The U.N. Security Council is set to hold a closed-door meeting Tuesday on North Korea's latest missile test, a day after condemning the launch and threatening to impose new sanctions.
The council signaled Monday it was ready to act against North Korea because of its "flagrant and provocative defiance" of earlier demands to end all nuclear testing.
In a unanimous statement backed by China, the council voiced "utmost concern" about Sunday's launch, described by Pyongyang as a mid-to-long range missile that traveled 787 kilometers before plunging into the Sea of Japan.
The council statement called the launch "highly destabilizing behavior" that "is greatly increasing tension in the [East Asia] region and beyond." It further called on all countries to implement the six North Korean sanctions resolutions already adopted by the world body "in an expeditious and serious manner."
Earlier Monday, South Korean President Moon Jae-in said he is sending special envoys around the world in a push to strengthen Seoul's global ties in the wake of the launch. The presidency said the envoys will meet with high ranking officials to exchange ideas and explain the new South Korean government's policy plans.
North Korea boasted early Monday that the latest launch was personally supervised by leader Kim Jong Un. The official North Korean news agency KCNA said the launch aimed at showing the technical capability to carry a "large scale heavy nuclear warhead."
KCNA also quoted Kim as accusing the United States of "browbeating" countries that "have no nukes," and said Kim warned Washington "not to misjudge the reality that its mainland is in the North's "sighting range for [a] strike."
Japanese Prime Minister Shinzo Abe said Tuesday the test was "absolutely unacceptable" and represented "a significant threat" to Japan and the U.S. He spoke after meeting with the head of the U.S. Pacific Command, Admiral Harry Harris.
A White House statement said the test should “serve as a call for all nations to implement far stronger sanctions against North Korea.”
U.S. Ambassador to the United Nations Nikki Haley said Sunday it is time for many nations to "send a strong, unified message that this is unacceptable, and I think you'll see the international community do that." She said the United States will continue to "tighten the screws" against Pyongyang.
U.S. President Donald Trump said earlier this month he would be "honored" to meet with North Korean leader Kim Jong Un "under the right circumstances," but Haley said that "having a missile test is not the way to sit down with the president, because he's absolutely not going to do it."

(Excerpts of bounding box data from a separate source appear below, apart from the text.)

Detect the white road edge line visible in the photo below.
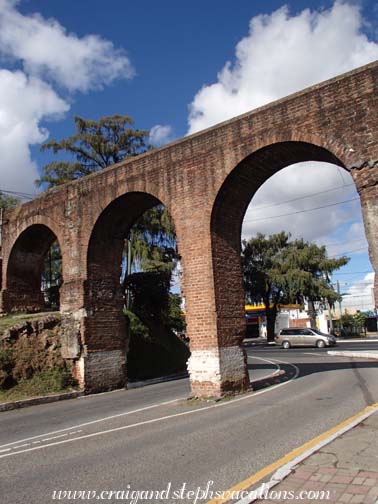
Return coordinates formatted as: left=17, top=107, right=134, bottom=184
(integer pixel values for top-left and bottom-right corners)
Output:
left=0, top=397, right=185, bottom=449
left=0, top=359, right=299, bottom=458
left=0, top=356, right=280, bottom=449
left=235, top=408, right=378, bottom=504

Russian President Vladimir Putin called North Korea's latest missile test "counter-productive, harmful and dangerous."
Speaking Monday in Beijing, Putin said, "We are categorically against the expansion of the club of nuclear powers." He also urged other world leaders to "stop intimidating North Korea and find a peaceful solution to the problem."
History of defiance
Pyongyang conducted two unauthorized nuclear test explosions last year and about two dozen rocket launches, in a years-long push to expand its nuclear weapons and ballistic missile capabilities.
North Korean leader Kim declared in a speech on New Year's Day that his country's program to build inter-continental ballistic missiles had "reached its final stage.
Pyongyang has been under U.N. sanctions since 2006, along with an international arms embargo aimed at slowing the development of its banned nuclear and missile programs.
Since then, Washington and a host of world governments have repeatedly demanded that the North denuclearize the Korean peninsula. World leaders, however, have yet to devise a plan that would either compel the North to cooperate or create incentives for it to do so.